The calculation of projection structures (PSs) from Protein Data Bank (PDB)-coordinate files of membrane proteins is not well-established. Reports on such attempts exist but are rare. In addition, the different procedures are barely described and thus difficult if not impossible to reproduce. Here we present a simple, fast and well-documented method for the calculation and visualization of PSs from PDB-coordinate files of membrane proteins: the projection structure visualization (PSV)-method. The PSV-method was successfully validated using the PS of aquaporin-1 (AQP1) from 2D crystals and cryo-transmission electron microscopy, and the PDB-coordinate file of AQP1 determined from 3D crystals and X-ray crystallography.
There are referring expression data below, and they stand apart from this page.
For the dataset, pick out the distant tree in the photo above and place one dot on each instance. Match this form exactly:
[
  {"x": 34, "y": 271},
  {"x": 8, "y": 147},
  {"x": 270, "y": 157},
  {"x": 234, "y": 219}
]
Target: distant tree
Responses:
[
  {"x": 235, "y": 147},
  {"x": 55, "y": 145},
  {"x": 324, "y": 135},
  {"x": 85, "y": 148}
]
Besides AQP1, which is a relatively rigid protein, we also studied a flexible membrane transport protein, i.e. the L-arginine/agmatine antiporter AdiC. Comparison of PSs calculated from the existing PDB-coordinate files of substrate-free and L-arginine-bound AdiC indicated that conformational changes are detected in projection. Importantly, structural differences were found between the PSV-method calculated PSs of the detergent-solubilized AdiC proteins and the PS from cryo-TEM of membrane-embedded AdiC. These differences are particularly exciting since they may reflect a different conformation of AdiC induced by the lateral pressure in the lipid bilayer.